About 50,000 people - far more than Wyeth's lawyers had anticipated
- chose to try for a better deal in state courts, particularly in
Mississippi, Texas and West Virginia.
Mississippi Verdict
On December 22, 1999, a Mississippi jury awarded five people $150
million in compensatory damages. Within hours and as the jury deliberated
possible punitive damages, Wyeth settled the case for an undisclosed
sum. With the settlement, the judge set aside the $150 million in
compensatory damages.
Pennsylvania Verdict
On February 24, 2000, after deliberating for five hours, a Philadelphia
jury yesterday came back with an $8 million verdict against the manufacturer
of fenfluramine, the fen in the fen-phen diet drug combination, and
a doctor who prescribed it to a popular jazz musician who developed
primary pulmonary hypertension from taking it. Jazz artist Shirley
Scott settled with American Home Products for an undisclosed amount
of money before the start of the trial. Defendant Dr. Leonard Guinta
filed a cross-claim against American Home. The jury found the both
the drug manufacturer and the doctor 50 percent liable, making Guinta
responsible for only $4 million of the total verdict. The trial before
the 12-member jury was before Philadelphia Common Pleas Court Judge
Joseph D. O'Keefe and lasted for nine days. (Philadelphia Inquirer)
Mary Linden Case
In January 2000, just as the trial in Middlesex Superior Court was
ending its second week, Linnen, et al. v. A.H. Robins, et al. ?the
nation's first wrongful death lawsuit against the manufacturers of
fen-phen ?settled for an undisclosed amount. Rumored to be between
$13 million and $19 million, the settlement is said to be one of the
largest wrongful death recoveries in the history of Massachusetts.

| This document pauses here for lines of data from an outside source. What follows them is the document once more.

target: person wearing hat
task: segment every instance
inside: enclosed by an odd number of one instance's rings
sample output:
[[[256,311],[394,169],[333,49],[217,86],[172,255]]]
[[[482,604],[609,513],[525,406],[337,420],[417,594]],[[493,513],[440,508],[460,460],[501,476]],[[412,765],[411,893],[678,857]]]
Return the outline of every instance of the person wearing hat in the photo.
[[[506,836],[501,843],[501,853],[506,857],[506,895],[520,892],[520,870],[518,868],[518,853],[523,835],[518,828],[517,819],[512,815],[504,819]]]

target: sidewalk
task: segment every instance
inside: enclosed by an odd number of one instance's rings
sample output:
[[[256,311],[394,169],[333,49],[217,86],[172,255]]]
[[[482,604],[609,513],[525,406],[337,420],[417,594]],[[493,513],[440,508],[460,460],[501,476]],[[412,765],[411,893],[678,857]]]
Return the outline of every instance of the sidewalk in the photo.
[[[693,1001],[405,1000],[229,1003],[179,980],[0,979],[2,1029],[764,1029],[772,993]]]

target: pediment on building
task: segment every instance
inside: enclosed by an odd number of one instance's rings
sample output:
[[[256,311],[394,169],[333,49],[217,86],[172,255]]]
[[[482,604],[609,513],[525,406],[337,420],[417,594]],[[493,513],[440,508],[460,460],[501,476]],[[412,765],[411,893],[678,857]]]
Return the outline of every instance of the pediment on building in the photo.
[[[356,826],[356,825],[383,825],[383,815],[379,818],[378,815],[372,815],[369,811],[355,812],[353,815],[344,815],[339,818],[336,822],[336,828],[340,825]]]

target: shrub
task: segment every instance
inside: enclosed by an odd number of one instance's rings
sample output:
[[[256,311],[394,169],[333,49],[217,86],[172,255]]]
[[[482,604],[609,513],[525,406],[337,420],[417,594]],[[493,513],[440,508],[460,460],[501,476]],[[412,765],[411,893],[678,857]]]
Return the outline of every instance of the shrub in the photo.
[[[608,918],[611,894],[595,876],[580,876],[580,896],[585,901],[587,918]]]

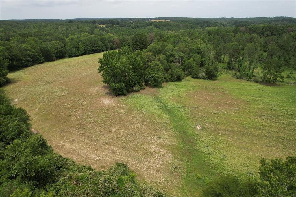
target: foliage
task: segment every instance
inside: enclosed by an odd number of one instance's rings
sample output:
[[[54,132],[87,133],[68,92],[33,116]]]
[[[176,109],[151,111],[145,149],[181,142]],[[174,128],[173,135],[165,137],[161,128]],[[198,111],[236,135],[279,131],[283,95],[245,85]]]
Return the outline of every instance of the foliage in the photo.
[[[203,196],[253,196],[256,182],[250,178],[243,179],[231,174],[221,175],[208,183]]]
[[[217,63],[213,65],[207,65],[205,67],[205,74],[208,79],[214,79],[218,77],[219,67]]]
[[[255,196],[296,196],[296,156],[279,158],[270,162],[262,158],[259,174],[261,181]]]
[[[99,58],[98,68],[102,72],[103,82],[108,84],[112,93],[126,95],[138,85],[143,86],[144,58],[140,51],[133,52],[129,47],[123,47],[118,51],[104,53]]]
[[[99,172],[54,153],[30,130],[26,112],[1,96],[1,196],[164,196],[138,183],[122,163]]]
[[[210,181],[204,196],[293,196],[296,195],[296,156],[260,161],[260,179],[227,174]]]
[[[158,62],[153,61],[148,64],[145,71],[145,79],[153,86],[158,86],[164,81],[163,67]]]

Though the trial failed to play out, its two-week run was not without
its legally significant moments. Under the direction of Judge Raymond
J. Brassard, Linnen was one of the first times in the commonwealth
where evidentiary hearings under the Daubert ruling were undertaken.
(Massachusetts Lawyers Weekly)
Oregon Verdict
On June 27, 2000, a Coquille, Oregon jury awarded Richard Wirt and
Juanita Batson $.9 million in compensatory damages and $25.3 million
in punitive damages for heart damage.
Second Texas Verdict
On April 7, 2001, a Jury in Alice, Texas, 60 miles west of Corpus
Christi, awarded Gloria Lopez $11.5 million in compensatory damages
and $45 million in punitive damages. The court reduced the verdict
to $8.2 million plus $1 million in pre-trial interest. The case was
settled soon after for an undisclosed amount.
New Mexico Verdict
On February 7, 2003, Wyeth won the first defense verdict in a diet
drug case after five straight losses when a Santa Fe jury on Feb.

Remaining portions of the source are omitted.